2012年、Bishop Nehruはデビュー・ミックステープ『Nehruvia』を自主制作でリリースした。物憂げな雰囲気のその16歳は人生についての大人びた考え方と、酩酊感のあるループと愉快で朦朧としているドラムの上でライミングする能力を世界に示した。ニューヨーク北部に住むNehruはすぐに伝説的カルト・ラッパー、DF DOOMとの創作的な絆を築き上げ、2014年にコラボ作『NehruvianDOOM』をドロップするなど、この一匹狼のスーパーヴィランとメンター・生徒のような関係性を追い求めた。DOOMの影響はNehruのその後の作品にも多く見られたが、彼の最新作『Nehruvia: My Disregarded Thoughts』は彼が「成人した」作品のように感じられる。彼の類まれな音楽的ヒストリーにもしっかりと目配せをしながら、Nehruのアーティストとしての成長が次のフェイズに入ったことを知らせるような作品となっている。
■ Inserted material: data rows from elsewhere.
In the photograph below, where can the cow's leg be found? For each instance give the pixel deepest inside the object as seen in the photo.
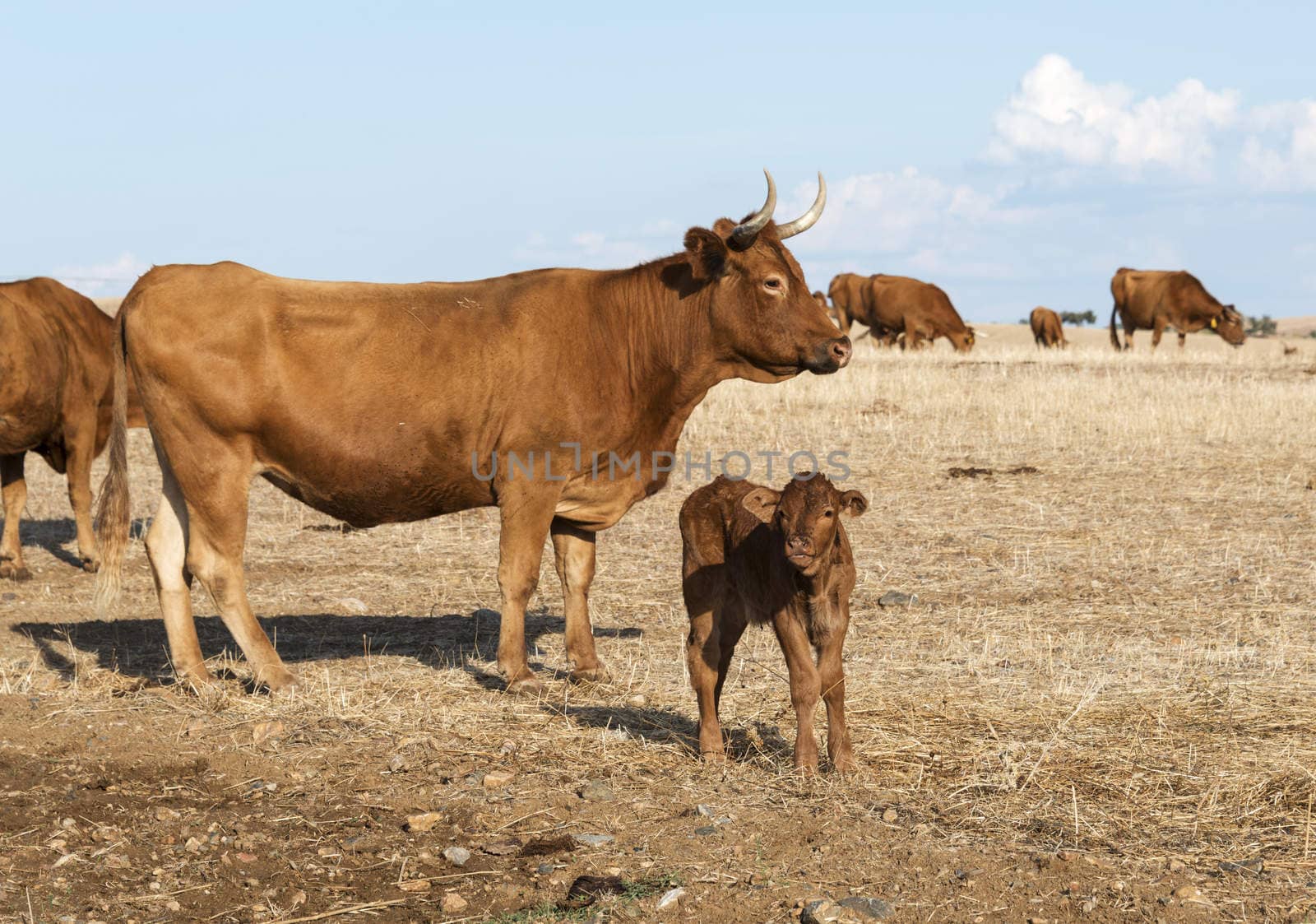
(216, 535)
(572, 555)
(81, 443)
(166, 549)
(526, 511)
(832, 678)
(706, 653)
(1157, 329)
(15, 498)
(806, 686)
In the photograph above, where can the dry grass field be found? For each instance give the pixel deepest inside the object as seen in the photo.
(1101, 706)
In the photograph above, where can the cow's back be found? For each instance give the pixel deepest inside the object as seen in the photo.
(54, 361)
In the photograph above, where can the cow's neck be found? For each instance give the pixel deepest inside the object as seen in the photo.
(670, 360)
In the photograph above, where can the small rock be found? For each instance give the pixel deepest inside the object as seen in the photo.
(820, 912)
(868, 908)
(457, 856)
(592, 840)
(423, 822)
(266, 731)
(596, 792)
(497, 779)
(670, 898)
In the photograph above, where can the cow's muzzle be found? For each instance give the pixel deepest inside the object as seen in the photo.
(829, 355)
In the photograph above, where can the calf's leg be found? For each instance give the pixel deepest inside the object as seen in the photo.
(13, 490)
(832, 680)
(806, 686)
(572, 555)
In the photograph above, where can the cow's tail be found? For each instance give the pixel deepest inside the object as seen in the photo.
(114, 507)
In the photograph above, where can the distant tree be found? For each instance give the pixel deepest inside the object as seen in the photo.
(1078, 318)
(1263, 327)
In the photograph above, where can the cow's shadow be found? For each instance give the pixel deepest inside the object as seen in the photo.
(136, 648)
(52, 536)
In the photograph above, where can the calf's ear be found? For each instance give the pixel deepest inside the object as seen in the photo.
(762, 503)
(707, 254)
(853, 503)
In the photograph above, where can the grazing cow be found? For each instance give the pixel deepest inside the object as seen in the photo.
(556, 395)
(753, 555)
(56, 399)
(1046, 328)
(919, 311)
(852, 299)
(1156, 299)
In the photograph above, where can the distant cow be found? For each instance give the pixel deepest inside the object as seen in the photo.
(1046, 328)
(753, 555)
(919, 311)
(852, 300)
(56, 399)
(1156, 299)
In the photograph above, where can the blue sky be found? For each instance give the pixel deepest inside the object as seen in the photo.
(1017, 154)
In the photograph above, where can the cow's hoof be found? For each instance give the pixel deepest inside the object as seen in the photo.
(15, 572)
(596, 674)
(526, 686)
(280, 682)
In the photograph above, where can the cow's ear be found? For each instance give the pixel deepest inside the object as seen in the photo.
(853, 503)
(707, 254)
(761, 503)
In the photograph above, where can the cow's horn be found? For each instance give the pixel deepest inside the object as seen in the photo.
(806, 221)
(744, 233)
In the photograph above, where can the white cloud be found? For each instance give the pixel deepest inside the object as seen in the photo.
(109, 278)
(1059, 114)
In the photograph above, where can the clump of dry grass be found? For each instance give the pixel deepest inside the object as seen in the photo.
(1112, 654)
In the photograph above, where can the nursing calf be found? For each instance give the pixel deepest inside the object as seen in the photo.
(753, 555)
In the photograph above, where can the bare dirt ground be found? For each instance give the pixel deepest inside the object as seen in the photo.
(1099, 708)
精神的隷属を乗り越えることについての一連の楽曲群であると広く信じられているこのアルバムは“Colder”で幕を開ける。気味悪くぶつぶつと呟くようなシンセと縮められたスネアは、Nehruが「日々がどんどん冷たくなっていく」と感じている世界で神と悪魔両方に試されることになるこの曲の背景として機能する。このアルバムの13曲を貫いている内省的な底流が存在し、Nehruのデリヴァリーはそれ自体が順応性のある楽器であることを証明しており、様々な音楽的状況にもアジャストして適応する。“whydoesthenightskytalktome?”ではブルージーアコースティックギターのバッキングに乗せ、歌うようなフロウでこう嘆く。「こんな考えにとらわれて、頭から離れないんだ」“little suzy (be okay)”はピアノを中心としたトラックの上で、依存症と闘いながら「ホームと呼べる場所を探している」孤独な人物を描写した曲だ。
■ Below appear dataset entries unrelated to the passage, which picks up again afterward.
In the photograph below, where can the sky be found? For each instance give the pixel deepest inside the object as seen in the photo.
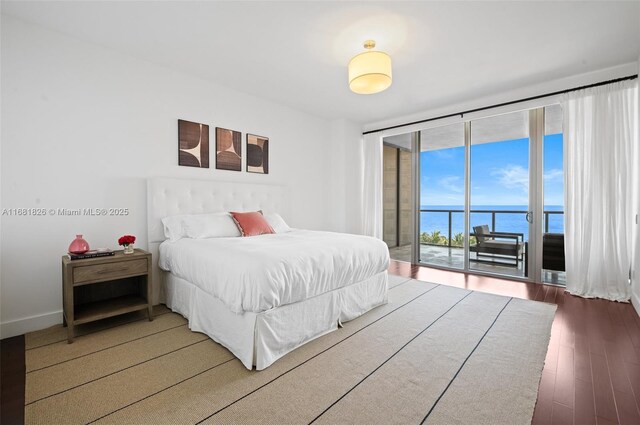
(499, 174)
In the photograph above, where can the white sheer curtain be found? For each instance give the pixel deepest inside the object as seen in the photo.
(600, 138)
(371, 161)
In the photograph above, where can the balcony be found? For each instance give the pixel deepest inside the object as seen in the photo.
(442, 245)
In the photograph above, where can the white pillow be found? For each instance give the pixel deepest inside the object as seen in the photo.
(277, 223)
(218, 225)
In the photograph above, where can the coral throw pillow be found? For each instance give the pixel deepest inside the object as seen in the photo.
(251, 223)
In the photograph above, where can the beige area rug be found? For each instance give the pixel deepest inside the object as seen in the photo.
(434, 354)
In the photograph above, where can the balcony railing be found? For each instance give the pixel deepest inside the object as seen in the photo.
(494, 213)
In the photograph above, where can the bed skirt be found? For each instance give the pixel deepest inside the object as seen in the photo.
(259, 339)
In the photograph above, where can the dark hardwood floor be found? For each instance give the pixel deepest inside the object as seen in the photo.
(12, 373)
(592, 370)
(591, 373)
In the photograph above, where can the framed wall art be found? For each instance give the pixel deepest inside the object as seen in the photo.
(193, 144)
(257, 154)
(228, 149)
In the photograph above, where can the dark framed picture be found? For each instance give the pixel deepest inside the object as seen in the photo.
(193, 144)
(228, 149)
(257, 154)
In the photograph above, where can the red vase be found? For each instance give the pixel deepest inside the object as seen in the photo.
(78, 245)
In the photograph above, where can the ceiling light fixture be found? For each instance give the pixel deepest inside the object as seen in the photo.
(370, 72)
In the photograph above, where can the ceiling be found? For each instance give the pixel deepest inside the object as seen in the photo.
(295, 53)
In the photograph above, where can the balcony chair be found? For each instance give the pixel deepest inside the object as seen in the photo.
(501, 245)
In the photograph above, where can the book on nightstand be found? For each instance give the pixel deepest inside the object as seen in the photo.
(91, 254)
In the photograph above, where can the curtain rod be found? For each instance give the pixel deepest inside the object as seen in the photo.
(526, 99)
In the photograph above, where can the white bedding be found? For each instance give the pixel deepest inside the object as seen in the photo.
(258, 273)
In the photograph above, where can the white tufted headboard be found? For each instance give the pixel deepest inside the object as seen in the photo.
(167, 197)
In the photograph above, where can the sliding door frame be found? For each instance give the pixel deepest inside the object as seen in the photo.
(536, 197)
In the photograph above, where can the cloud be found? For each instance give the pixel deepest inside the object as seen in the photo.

神出鬼没のDOOMもこのアルバムには当然客演で参加し、“METAHEAD”ではしなやかなジャズ・サイケのループの上で甘ったるい抽象画を描いている。しかし『Nehruvia』で見られる成熟を象徴しているのは“Too Lost”でのDJ Premierとの共演である。Premoのトレードマークである角張ったブーム・バップではなくメロディックなピアノの上で、Nehruは彼の中の「内なる子ども」と会話し、自分がどこから来てどう変わったのかを振り返っている――抜け目なく、彼のキャリアの最新のステージを精算しているのだ。